Quello che è certo è che loro si sono abituati a un modo del tutto nuovo di interagire con gli artefatti culturali, nel senso che noi, che fossimo in chiesa, alla sezione o davanti al libro, ascoltavamo e leggevamo. Loro si abituano a fare delle cose dentro gli schermi e questo fare delle cose dentro gli schermi, inevitabilmente, sta diventando un habitus, cioè un modo di operare che interessa tutti i contesti in cui si trovano. Siccome i contesti dei bambini sono la famiglia, la scuola e il gioco, ecco che questa modalità è arrivata anche dentro la scuola.
Io faccio sempre questo esempio: io ho incontrato i “problemi”, intesi come problemi di matematica, in seconda elementare.

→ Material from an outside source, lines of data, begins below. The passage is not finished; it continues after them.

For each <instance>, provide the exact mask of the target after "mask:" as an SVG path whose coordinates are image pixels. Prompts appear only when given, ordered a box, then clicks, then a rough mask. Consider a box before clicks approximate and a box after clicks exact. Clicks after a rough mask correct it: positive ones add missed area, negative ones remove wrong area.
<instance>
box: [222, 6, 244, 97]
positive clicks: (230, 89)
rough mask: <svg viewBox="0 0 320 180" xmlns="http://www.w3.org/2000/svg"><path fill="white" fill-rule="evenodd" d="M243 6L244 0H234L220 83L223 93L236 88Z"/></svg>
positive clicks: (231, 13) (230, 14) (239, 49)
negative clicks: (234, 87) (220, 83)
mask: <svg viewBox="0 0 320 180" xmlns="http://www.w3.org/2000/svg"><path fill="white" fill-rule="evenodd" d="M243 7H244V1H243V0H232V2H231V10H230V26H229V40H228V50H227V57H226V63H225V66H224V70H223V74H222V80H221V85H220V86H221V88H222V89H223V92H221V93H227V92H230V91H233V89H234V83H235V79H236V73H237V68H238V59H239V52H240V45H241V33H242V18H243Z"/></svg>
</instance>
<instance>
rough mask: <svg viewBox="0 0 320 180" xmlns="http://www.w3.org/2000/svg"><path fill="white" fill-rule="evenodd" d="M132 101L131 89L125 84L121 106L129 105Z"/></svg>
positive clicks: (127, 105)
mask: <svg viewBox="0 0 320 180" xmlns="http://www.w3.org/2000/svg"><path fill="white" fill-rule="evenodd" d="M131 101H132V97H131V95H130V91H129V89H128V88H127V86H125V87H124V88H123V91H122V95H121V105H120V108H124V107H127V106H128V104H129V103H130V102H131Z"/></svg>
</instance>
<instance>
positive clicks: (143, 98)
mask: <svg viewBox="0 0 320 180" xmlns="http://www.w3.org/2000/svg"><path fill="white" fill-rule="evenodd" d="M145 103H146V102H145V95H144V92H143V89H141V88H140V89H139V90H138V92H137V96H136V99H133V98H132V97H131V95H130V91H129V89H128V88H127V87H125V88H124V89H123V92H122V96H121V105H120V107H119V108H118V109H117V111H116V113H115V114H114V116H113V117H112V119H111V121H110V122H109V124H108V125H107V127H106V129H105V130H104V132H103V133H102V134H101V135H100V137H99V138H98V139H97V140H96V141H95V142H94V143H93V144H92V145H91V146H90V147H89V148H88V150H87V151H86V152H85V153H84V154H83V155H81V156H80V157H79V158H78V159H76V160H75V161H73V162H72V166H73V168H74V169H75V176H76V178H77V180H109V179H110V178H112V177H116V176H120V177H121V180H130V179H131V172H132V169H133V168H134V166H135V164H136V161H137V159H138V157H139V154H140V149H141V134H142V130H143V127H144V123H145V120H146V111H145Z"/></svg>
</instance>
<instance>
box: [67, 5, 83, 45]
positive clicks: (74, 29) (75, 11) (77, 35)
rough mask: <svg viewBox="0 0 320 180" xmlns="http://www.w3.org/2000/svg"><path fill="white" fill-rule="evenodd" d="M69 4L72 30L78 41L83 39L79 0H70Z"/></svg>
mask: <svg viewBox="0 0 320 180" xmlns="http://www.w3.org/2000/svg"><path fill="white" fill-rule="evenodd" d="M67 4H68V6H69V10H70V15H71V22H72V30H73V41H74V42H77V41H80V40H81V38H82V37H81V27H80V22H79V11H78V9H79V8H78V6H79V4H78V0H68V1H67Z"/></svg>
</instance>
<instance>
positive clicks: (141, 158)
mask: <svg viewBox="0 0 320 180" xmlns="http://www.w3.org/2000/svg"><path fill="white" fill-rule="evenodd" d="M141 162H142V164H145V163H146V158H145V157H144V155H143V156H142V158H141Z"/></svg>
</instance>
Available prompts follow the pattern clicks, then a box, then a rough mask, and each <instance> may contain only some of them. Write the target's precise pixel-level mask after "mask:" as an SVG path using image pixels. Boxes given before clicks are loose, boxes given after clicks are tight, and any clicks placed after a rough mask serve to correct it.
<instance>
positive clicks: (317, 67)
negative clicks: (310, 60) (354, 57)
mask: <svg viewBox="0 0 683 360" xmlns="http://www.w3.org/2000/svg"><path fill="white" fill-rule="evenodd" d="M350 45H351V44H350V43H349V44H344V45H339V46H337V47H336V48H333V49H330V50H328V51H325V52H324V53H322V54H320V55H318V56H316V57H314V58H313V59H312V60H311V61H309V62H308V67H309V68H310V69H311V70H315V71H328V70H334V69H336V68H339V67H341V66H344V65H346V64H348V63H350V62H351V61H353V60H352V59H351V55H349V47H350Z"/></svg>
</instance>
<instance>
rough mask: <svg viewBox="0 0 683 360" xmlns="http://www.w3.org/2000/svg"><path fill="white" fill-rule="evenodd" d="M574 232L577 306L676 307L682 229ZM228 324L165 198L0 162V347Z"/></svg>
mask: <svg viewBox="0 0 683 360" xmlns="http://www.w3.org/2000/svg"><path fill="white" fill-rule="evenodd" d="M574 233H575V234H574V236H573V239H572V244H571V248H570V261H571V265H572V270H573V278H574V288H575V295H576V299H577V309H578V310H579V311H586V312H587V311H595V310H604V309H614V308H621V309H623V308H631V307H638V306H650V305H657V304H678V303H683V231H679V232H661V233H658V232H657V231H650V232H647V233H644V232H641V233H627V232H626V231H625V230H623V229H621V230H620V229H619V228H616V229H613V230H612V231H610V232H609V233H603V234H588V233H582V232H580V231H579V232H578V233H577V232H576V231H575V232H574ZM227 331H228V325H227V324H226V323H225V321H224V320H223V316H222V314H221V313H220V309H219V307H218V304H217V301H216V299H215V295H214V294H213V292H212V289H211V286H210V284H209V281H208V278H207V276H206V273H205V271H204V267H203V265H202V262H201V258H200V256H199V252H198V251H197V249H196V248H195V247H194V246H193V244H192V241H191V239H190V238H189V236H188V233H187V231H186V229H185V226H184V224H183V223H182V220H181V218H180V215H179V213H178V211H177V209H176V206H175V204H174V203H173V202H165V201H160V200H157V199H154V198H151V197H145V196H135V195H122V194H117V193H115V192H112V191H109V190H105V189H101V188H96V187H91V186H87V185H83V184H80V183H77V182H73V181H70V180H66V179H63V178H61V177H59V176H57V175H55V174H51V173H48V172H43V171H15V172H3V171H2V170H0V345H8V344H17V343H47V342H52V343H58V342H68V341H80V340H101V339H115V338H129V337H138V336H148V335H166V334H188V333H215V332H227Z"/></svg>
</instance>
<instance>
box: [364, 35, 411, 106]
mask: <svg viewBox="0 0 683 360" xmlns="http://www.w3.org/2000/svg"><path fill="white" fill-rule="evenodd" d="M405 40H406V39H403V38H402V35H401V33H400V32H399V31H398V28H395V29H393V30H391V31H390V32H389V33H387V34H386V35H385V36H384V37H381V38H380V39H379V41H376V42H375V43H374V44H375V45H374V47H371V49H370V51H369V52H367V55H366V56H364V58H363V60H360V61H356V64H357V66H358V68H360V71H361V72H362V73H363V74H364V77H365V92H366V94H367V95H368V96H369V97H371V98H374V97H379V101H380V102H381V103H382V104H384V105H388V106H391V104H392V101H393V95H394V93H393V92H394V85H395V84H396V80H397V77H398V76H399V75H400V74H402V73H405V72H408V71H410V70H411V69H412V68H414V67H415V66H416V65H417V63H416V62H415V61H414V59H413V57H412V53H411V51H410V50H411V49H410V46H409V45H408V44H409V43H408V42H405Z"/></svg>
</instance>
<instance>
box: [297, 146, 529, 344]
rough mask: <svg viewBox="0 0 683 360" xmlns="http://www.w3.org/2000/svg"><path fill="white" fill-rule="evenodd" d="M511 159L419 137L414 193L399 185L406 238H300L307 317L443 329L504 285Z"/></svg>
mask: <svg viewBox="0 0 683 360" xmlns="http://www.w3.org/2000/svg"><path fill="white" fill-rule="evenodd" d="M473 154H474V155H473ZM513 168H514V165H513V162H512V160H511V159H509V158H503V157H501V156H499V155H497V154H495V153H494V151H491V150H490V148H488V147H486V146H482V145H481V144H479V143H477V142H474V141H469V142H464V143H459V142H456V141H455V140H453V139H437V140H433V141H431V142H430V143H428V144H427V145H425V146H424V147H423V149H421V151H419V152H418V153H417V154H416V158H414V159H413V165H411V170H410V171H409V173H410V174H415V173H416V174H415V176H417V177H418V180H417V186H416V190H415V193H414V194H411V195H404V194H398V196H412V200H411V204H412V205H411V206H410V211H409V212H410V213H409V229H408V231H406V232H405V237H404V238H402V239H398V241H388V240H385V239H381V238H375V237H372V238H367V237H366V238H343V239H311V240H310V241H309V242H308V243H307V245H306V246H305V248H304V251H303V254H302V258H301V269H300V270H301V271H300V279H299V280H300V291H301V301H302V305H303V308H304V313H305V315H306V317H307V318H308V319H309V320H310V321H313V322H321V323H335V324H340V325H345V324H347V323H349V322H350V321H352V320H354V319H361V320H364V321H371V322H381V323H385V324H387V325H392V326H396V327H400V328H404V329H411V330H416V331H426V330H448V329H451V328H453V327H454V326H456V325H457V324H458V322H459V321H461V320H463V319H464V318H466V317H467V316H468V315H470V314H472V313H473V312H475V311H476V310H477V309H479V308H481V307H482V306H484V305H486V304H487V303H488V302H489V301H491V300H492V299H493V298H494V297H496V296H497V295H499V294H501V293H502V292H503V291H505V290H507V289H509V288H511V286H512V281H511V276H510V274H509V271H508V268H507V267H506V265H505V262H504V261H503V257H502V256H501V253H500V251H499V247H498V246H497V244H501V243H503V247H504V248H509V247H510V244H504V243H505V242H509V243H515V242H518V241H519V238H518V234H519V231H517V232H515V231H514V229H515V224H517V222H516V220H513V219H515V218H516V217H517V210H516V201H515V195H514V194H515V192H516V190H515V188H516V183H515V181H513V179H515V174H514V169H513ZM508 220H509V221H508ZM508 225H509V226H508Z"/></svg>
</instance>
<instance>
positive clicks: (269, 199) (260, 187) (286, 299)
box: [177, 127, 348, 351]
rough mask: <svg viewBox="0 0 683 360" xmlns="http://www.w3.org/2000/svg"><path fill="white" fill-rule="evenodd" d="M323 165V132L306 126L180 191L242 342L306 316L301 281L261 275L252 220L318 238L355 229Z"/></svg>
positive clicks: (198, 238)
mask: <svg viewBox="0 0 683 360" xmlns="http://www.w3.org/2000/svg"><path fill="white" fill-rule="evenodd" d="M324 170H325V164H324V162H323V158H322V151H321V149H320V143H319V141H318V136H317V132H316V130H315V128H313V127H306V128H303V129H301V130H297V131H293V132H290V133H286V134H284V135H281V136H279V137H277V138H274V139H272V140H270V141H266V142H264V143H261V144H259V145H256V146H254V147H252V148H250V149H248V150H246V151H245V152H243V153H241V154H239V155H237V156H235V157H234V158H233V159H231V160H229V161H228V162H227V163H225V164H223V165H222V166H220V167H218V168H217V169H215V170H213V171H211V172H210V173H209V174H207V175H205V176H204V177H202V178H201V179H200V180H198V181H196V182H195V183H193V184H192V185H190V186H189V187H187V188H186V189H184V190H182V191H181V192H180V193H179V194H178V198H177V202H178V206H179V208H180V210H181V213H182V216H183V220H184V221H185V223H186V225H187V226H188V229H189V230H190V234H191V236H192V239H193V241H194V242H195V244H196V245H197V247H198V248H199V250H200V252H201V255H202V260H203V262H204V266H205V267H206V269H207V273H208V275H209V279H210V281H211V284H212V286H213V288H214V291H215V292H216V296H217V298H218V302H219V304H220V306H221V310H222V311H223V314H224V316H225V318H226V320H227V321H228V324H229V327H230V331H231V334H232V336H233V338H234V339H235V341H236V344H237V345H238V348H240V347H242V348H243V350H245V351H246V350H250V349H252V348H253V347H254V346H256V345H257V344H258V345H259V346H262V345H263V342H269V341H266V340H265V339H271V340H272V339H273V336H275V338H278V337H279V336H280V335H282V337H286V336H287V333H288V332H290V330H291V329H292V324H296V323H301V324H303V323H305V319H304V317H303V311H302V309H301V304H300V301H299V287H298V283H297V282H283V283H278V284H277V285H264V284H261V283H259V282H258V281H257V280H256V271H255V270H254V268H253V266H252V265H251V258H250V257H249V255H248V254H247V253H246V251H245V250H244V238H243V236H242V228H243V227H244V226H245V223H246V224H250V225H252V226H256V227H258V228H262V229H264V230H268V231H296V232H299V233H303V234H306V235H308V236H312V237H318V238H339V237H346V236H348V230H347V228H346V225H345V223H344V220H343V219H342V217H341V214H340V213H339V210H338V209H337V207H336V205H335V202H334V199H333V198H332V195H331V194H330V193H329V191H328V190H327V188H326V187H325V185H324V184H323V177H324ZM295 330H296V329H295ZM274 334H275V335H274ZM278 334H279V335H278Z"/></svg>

Questi incontrano problemi, che sono di altra natura, casomai il videogioco di Super Mario, ben prima. Di nuovo, in Super Mario, se non fai delle cose dentro lo schermo non succede niente, non passi al livello successivo. E, attenzione, la soluzione dei problemi, per loro, non avviene per via logico-deduttiva”, ma è qualcosa di molto simile a quello che, cento anni fa, si sono inventati la Montessori e Dewey, cioè un fare attivo che ti porta a sperimentare varie soluzioni fino a individuare quella più efficace.